BASSETERRE, St. Kitts & Nevis: According to the governor of the Eastern Caribbean Central Bank (ECCB), Sir K. Dwight Venner, the economies of the region have been in recession for the past three years. He said that economic activity fell by 5.7 and 2.2 per cent in 2009 and 2010 respectively, followed by a further decline of 0.6 per cent in 2011.
“Clearly, unemployment rates and poverty levels would have been negatively affected. The tourism sector performed slightly better than in the previous year with growth of 4.6 per cent being recorded but still remaining below pre-crisis levels.
“Construction activity remained low, contracting by 5.6 per cent, as public sector capital projects and private sector activity slowed.
“Output in the banana industry was severely impacted by unfavourable weather conditions which resulted in a fall of 76.6 per cent in banana receipts in 2011.”
Sir Dwight said that the performance of the manufacturing sector was also poor with a recorded 1.0 per cent contraction in growth.
“Financial sector developments were also challenging,” he said, and referred to issues in both the banking and the insurance sectors, pointing to Colonial Life Insurance Company [Trinidad] Ltd. (CLICO) and British American Insurance Company [Barbados] Ltd. (BAICO) which have both been put under judicial management.
He said the credit union sector also has its issues related to the exposure of several institutions to CLICO and BAICO and governance and financial challenges at others.
Concerning monetary variables, he said growth in credit remained below historical norms at 1.0 per cent, but this was an improvement over the 2.0 per cent decline recorded in 2010.
In contrast, non-performing loans increased, causing commercial banks to further tighten their terms and conditions; total deposits also rose by 3.0 per cent, a marginal improvement over the 2.0 per cent increase in the previous year; and currency in circulation increased by 5.0 per cent following the economic contractions of the two previous years.
“The consolidated fiscal operations of the central governments were estimated to have incurred an overall deficit of $551 million in 2011, compared with $336 million in 2010, when there was a significant increase in grants and official inflows. The performance of the governments’ revenue in the past three years shows a gradual improvement and in 2011, a 4.4 per cent increase was recorded following growth of 1.5 per cent in 2010 and a contraction of 8.0 per cent in 2009.

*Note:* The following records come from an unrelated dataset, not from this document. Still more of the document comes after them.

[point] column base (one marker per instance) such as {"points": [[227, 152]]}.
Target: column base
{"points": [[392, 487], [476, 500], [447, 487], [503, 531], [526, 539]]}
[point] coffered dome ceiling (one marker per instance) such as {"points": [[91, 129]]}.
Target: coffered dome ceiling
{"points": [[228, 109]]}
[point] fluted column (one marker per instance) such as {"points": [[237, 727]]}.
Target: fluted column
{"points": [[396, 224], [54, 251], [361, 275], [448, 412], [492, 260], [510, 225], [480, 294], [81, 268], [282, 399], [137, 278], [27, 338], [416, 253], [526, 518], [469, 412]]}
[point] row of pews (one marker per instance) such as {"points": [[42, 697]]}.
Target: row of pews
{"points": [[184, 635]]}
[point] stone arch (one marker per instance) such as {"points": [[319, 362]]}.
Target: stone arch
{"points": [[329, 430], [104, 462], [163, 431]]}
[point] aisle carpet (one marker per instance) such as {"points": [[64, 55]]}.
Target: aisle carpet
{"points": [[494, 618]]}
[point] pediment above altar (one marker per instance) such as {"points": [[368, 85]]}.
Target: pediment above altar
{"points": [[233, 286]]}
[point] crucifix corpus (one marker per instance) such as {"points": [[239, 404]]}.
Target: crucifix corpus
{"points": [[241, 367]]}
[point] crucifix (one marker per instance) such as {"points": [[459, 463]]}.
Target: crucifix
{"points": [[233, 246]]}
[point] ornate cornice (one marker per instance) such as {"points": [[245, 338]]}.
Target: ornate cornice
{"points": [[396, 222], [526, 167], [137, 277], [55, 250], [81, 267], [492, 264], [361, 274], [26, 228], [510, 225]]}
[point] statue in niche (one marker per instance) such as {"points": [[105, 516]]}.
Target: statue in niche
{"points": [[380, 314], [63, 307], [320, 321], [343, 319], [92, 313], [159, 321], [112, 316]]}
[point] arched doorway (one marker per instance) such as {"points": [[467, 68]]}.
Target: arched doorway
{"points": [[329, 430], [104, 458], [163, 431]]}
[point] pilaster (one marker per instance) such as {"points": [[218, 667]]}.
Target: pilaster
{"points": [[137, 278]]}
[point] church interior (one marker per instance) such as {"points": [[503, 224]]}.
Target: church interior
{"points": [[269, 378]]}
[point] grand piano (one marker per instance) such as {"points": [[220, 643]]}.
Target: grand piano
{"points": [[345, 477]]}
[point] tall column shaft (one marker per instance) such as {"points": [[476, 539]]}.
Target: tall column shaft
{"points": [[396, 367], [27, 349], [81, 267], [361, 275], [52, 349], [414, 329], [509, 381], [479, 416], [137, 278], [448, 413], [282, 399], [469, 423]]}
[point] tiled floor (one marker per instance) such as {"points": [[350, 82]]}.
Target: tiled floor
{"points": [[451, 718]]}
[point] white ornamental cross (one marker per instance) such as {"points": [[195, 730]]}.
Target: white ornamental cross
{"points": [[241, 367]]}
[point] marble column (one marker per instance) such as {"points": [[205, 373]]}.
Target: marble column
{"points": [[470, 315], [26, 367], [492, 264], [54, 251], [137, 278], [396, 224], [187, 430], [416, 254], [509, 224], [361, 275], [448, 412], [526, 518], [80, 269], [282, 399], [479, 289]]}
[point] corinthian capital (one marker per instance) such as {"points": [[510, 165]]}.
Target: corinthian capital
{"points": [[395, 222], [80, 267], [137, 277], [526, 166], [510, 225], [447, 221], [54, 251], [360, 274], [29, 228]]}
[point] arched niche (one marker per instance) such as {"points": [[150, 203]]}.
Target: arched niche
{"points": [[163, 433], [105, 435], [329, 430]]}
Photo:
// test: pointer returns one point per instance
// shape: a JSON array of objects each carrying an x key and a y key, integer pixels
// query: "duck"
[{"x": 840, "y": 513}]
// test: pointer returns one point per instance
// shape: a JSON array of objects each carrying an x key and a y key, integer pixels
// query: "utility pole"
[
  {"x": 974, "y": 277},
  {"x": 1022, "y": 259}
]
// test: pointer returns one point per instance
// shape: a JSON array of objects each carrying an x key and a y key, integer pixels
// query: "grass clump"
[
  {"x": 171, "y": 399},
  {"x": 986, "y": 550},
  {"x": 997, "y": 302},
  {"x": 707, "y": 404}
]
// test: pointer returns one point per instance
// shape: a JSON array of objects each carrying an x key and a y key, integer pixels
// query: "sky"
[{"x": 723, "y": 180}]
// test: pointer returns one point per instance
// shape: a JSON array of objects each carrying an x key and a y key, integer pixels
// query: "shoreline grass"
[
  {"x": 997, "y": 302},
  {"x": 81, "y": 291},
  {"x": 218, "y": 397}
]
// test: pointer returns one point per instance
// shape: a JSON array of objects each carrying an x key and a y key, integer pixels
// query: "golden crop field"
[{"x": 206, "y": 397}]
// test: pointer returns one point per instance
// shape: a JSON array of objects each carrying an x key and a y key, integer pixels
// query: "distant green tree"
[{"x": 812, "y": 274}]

“Over the year, the debt-to-GDP ratio remained virtually unchanged at 83.4 per cent,” said Sir Dwight, adding that the ECCU trade balance widened by 3.0 per cent in 2011, while there was a decline in the overall balance of payments.
“ECCU governments, in order to monitor their fiscal performances, have set annual targets in relation to the primary balance and the debt-to-GDP ratio, and most countries have adopted the VAT (Value-Added Tax),” said Sir Dwight. “With respect to debt, countries have approached the Paris Club for rescheduling and some element of improvement in their credit terms. Others have engaged in debt restructuring exercises with their creditors, involving difficult discussions and negotiations, which, it is hoped, will result in an improvement in the situation for both the government and the creditors.”